»»Verso il Mare Baltico, seconda parte

La macchina rossa superò la barriera delle 200 milla kilometri in qualche parte della Polonia. Il Baltico ha qualcosa di nessuna parte e viaggiare a nessuna parte la desolazione della che tante volte la fotografia si impadronisce. Ed ha anche il silenzio che immagazzinano le sue acque. Il fatto di essere uno dei mari meno profondi della Terra.

Ma non puoi fotografare il silenzio, mi disse mia figlia prima di arrivare a Katowice.

Come posso fotografare il silenzio con un filtro ND? mi chiesi.

Fotografo con la mente guardando sempre davanti, mentre ci addentriamo nella Polonia più profonda, dove le autostrade perdono quel tono che li separa dal paesaggio.
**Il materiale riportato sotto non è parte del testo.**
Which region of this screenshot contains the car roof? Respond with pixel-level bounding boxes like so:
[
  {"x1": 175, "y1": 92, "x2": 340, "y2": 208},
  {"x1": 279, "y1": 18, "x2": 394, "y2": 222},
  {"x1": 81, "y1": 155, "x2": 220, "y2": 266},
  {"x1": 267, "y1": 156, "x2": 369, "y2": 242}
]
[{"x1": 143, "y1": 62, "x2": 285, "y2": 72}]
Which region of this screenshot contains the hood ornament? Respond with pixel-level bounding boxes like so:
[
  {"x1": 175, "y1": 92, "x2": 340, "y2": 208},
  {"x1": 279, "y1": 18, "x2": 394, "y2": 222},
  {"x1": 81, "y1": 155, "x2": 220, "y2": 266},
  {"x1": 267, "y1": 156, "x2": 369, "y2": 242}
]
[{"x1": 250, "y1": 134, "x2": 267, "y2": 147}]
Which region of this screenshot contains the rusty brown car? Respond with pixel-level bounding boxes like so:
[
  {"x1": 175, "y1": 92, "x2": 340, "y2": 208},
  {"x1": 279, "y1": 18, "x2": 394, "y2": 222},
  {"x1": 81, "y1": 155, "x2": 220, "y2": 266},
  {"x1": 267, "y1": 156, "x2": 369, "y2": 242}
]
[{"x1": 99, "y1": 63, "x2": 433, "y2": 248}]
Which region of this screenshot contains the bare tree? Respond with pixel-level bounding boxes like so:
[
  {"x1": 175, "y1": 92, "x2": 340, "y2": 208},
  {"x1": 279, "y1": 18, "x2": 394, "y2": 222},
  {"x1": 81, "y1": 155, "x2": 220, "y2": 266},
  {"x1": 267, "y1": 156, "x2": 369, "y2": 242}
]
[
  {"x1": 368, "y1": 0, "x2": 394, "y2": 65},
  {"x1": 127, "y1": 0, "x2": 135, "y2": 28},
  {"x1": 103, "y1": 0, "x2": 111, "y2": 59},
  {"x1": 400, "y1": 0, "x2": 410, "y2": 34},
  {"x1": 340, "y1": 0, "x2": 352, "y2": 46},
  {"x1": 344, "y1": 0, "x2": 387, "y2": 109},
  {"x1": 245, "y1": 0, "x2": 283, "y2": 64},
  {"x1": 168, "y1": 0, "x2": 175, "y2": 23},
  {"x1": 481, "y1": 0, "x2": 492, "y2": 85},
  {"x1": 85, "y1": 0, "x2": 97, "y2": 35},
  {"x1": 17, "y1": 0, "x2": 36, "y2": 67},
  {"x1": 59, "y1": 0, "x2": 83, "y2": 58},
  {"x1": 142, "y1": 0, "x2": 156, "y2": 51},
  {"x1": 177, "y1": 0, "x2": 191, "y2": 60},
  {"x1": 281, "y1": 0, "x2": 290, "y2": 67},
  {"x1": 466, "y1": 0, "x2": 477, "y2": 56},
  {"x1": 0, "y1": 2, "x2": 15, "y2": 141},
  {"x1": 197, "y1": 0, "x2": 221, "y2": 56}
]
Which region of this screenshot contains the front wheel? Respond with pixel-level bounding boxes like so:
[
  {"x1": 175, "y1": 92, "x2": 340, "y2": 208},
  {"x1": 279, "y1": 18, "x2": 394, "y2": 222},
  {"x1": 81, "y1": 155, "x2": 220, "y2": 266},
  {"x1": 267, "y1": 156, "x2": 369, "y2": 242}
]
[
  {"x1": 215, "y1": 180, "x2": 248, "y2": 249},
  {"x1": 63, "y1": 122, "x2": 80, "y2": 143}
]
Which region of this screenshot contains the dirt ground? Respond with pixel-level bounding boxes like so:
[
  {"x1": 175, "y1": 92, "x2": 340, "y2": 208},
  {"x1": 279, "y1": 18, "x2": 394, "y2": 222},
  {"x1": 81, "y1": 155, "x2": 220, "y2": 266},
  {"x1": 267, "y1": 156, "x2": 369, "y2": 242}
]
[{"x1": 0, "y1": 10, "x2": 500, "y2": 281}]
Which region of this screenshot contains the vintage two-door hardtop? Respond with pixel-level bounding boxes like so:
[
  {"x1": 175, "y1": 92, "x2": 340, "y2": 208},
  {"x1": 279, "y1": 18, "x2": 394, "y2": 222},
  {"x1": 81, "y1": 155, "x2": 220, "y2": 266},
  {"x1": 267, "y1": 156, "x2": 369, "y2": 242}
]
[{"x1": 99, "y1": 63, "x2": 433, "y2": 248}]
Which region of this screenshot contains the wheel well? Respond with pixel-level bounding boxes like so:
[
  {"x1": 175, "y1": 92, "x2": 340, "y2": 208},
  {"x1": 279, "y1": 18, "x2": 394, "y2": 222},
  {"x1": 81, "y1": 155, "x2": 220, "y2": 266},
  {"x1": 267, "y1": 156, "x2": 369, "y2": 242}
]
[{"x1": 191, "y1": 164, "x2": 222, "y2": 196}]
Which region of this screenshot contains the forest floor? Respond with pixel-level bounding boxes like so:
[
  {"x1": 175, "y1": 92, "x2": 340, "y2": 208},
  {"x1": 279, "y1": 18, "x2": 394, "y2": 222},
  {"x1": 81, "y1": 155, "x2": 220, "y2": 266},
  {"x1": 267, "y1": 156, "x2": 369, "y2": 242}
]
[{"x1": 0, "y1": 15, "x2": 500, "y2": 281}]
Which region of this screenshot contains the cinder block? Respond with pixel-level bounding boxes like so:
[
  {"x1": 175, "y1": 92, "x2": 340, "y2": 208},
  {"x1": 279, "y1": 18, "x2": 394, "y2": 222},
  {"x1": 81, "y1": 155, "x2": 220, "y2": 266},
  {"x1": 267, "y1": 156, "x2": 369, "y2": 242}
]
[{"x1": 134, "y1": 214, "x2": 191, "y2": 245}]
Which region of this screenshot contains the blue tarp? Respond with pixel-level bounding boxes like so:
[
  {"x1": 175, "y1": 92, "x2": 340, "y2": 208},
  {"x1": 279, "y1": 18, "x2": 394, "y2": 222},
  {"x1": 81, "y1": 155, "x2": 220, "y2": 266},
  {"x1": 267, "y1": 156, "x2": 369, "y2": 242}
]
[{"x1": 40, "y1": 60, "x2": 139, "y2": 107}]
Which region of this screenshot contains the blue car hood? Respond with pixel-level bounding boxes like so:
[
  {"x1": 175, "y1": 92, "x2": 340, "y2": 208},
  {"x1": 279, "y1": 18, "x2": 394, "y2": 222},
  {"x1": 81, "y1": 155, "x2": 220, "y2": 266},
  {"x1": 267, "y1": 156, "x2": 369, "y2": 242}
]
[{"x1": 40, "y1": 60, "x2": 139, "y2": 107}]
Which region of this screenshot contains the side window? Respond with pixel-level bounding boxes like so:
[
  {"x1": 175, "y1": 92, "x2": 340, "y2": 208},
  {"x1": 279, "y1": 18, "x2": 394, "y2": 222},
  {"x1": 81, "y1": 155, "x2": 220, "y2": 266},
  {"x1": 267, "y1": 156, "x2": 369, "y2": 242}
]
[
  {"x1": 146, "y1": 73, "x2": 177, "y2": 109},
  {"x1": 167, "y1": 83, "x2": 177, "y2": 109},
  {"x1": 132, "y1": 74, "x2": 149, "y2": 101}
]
E si, la velocità ci isola dal contesto. Ed appaiono boschi sul bordo dell’asfalto dicendomi che essi sono lì prima di me. Ed appaiono incroci di strade e semafori a raso in un paesaggio sempre più pianeggiante. In qualche momento le montagne si fecero storia. Forse nello stesso momento in cui il verde invase l’abitacolo della macchina dove noi tre improvvisavamo un gioco.

Penso a Blade Runner entrando all’ostello di Katowice. Il palazzo decadente, il portiere, la distanza di una cultura e di una lingua che non capisco, ed il suo angolo dove ha il pc col quale controlla le prenotazione on line, e poi la scala che ci conduce alla stanza, la doccia che le donne decidono non usare, le voci di tanti paesi che non riesco ad immaginare. Vecchi che fumano reclinati in un divano di finta pelle, una coppia che si abbraccia lontani da tutto tranne dal loro amore, donne che cucinano, bambini che corrono per il corridoio. La fotografia ed il cinema, la fotografia e la letteratura, la fotografia ed il viaggiare a nessuna parte.

Al terzo giorno avevamo già attraversato l’Europa, e ci affacciamo al balcone di Gdansk sul Baltico, e il suo grigiore e le sue nuvole che strisciano dal nord altre mie spalle, un posto dal quale una parte di me fuggiva.

Lessi in qualche libro che i viaggi sono segreti, misteriosi e diretti in nessun posto tangibile che possiamo dominare, quello che il corpo conserva dentro di se. Io sapevo che c’era un ritorno. Lo che non sapevo era se fossimo rimasti noi stessi.

Nel pontile Orlowie, tra Gdansk e Gdynia, apri il cavelletto, installai la camera, misurai la luce attraverso il gran angolare nudo, misi il filtro di 16 stop, applicai la formula e sparai e sparai verso Redwolo, un promontorio che cadeva all’acqua.

Come posso fotografare il silenzio con un filtro ND?

Non lo so. Quello che so, è che avevo iniziato la serie in Ischia, Italia, un paio di anni prima. E che l’ho seguita lentamente scattando in differenti posti. È il minimalismo e l’effetto vellutato delle acque quello che mi catturano. Non sono io nel catturare immagini. Sono l’immagini che mi attirano a loro. O forse un virus che ho nella mia testa.